Nada de eso… Luana estaba en armonía con el lugar esa última noche, y como engranaje natural del universo, ella no pensaba, sólo estaba… Y fue durante esos momentos la última vez que recuerda que logró hacerlo, porque cuando salió el sol y vio a Helena acercarse con expresión segura y apurada, y escuchó el “Vamos, nena, que pierdo plata con tus vueltas” y le dio a su mamá el último beso verdadero de labios gruesos y húmedos, Luana ya estaba pensando en cómo haría de ahora en más para volver a no pensar.
No vale la pena narrar ni el viaje ni lo que vino después.
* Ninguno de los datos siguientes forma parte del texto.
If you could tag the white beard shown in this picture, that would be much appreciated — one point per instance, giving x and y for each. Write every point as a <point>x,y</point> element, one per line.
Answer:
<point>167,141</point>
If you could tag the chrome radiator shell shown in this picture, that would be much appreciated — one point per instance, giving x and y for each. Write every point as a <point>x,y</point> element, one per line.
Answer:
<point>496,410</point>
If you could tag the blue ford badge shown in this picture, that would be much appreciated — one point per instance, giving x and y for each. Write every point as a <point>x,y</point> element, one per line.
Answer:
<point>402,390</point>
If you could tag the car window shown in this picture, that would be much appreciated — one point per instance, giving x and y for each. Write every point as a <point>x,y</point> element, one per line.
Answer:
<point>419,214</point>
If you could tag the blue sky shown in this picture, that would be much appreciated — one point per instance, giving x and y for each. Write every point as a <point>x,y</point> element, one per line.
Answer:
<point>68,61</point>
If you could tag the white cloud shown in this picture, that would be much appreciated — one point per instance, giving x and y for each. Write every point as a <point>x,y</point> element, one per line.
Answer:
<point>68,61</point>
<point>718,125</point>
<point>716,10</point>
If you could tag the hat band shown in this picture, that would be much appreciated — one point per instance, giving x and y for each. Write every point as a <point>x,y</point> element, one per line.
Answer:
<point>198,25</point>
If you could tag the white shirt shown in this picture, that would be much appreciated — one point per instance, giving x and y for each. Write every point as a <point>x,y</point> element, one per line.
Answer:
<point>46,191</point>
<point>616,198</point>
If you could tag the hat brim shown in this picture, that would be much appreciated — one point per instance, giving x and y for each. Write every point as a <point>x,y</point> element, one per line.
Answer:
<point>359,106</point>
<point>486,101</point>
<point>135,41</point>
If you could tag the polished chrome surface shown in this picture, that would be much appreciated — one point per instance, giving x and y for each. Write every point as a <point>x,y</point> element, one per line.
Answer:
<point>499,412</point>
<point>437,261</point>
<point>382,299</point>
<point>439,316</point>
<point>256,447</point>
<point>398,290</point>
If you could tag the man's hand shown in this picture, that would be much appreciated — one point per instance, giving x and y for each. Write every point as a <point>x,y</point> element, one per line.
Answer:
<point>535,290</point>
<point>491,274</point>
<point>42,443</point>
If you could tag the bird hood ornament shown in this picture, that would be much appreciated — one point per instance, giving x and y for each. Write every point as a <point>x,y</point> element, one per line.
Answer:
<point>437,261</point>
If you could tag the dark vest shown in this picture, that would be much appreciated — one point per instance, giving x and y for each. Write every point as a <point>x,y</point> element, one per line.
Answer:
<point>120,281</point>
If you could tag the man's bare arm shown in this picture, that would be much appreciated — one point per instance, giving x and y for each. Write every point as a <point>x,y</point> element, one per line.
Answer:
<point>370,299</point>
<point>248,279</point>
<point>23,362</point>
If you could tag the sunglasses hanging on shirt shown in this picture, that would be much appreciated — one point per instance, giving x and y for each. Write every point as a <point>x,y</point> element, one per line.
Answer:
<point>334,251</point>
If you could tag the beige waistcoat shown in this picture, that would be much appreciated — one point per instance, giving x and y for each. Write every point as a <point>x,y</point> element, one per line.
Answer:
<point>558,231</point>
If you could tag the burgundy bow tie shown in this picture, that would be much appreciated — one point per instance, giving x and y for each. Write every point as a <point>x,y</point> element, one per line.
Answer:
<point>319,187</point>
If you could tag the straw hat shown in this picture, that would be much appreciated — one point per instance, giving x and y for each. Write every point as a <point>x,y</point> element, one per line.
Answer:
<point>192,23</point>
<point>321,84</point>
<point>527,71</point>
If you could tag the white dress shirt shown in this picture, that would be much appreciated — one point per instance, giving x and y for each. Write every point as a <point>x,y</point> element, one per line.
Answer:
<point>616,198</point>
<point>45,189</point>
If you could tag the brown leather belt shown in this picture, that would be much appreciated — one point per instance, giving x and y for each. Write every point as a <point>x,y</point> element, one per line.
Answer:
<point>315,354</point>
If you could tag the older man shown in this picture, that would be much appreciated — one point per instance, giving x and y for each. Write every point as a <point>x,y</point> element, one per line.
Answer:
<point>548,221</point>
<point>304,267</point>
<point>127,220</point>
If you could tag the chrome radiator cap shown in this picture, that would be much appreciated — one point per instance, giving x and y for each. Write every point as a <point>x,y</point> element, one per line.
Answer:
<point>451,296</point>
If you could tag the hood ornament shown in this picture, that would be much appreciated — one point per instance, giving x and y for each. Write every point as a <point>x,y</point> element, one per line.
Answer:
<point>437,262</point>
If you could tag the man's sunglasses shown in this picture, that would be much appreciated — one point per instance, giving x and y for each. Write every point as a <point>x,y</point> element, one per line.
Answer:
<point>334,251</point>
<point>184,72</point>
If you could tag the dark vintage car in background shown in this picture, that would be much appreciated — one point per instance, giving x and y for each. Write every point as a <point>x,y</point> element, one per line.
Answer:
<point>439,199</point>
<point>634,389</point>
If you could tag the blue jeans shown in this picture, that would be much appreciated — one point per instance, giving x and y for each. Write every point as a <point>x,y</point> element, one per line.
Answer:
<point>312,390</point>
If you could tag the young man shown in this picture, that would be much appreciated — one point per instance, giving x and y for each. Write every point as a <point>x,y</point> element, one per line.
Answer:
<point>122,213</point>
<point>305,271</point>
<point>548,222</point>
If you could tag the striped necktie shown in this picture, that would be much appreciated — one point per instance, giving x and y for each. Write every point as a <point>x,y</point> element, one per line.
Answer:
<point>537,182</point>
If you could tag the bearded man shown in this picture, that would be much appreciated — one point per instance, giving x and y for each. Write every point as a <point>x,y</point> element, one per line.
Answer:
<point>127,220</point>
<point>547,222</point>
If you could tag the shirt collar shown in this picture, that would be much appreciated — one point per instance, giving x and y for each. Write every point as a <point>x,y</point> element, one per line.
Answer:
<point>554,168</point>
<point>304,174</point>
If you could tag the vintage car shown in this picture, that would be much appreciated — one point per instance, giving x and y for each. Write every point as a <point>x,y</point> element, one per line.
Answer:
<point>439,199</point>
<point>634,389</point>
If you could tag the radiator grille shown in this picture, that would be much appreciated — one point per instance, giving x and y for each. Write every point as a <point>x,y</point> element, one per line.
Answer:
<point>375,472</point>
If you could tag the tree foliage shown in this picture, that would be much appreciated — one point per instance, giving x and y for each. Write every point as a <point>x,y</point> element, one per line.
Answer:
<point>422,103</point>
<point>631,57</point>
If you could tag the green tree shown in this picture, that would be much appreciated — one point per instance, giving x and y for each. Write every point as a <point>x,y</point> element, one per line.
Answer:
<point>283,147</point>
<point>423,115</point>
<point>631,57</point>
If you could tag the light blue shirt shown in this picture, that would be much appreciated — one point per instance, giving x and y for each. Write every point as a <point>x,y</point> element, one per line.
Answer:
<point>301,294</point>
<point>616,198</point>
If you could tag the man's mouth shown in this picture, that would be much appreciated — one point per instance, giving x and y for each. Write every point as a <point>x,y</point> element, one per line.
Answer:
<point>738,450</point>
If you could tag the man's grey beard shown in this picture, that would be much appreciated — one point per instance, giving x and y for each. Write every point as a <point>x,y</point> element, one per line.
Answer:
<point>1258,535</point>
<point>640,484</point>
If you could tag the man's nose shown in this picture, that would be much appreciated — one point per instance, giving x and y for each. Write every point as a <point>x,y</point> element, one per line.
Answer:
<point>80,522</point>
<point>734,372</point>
Es un recorte calcado de muchos viajes y de miles de Luanas que van viajando hacia lugares que no son su casa y se van parando y acostando, parando y acostando, sobre acolchados ásperos que les van lijando la piel oscura o blanquita o amarilla o rojiza impiadosamente. Nos interesa el momento que atrapamos recién: Luana de pie ante la puerta abierta, quieta entre el tránsito veloz y empapado de mugre de gente y gente que no puede pasar con indiferencia ante su negrura y belleza y la mira y camina y vuelve a mirarla. Luana, de pie ahí, con los dedos acariciando la punta del edificio porque conserva el calor del sol que ya se fue hace un rato y se hace sentir en las piernas eternamente sin medias y en los robustos brazos eternamente sin campera… está pensando. Piensa Luana en cómo volver a no pensar, piensa en Helena, en el mar, en la arena, en su mamá, en las telas de colores, en los tambores africanos, y simboliza algo en ese momento eternizado en la imagen que quedó en mi memoria cuando la vi desde el 86 llegando a Constitución. Luana símbolo del dolor callado que se ve espiando por una cerradura, Luana es África llorando en la playa, tendida bajo cielos sin cielo, sin latidos del corazón externos y colectivos ni internos tampoco, lijada por la maldad, la ambición, la impudicia, la impunidad, pensando que era el diablo el que estaba en Buenos Aires, nomás, y no en Nueva Guinea donde el diablo no era diablo sino plantas, aire, arena, hambre saciada con frutas, música de tambores y, probablemente, Dios.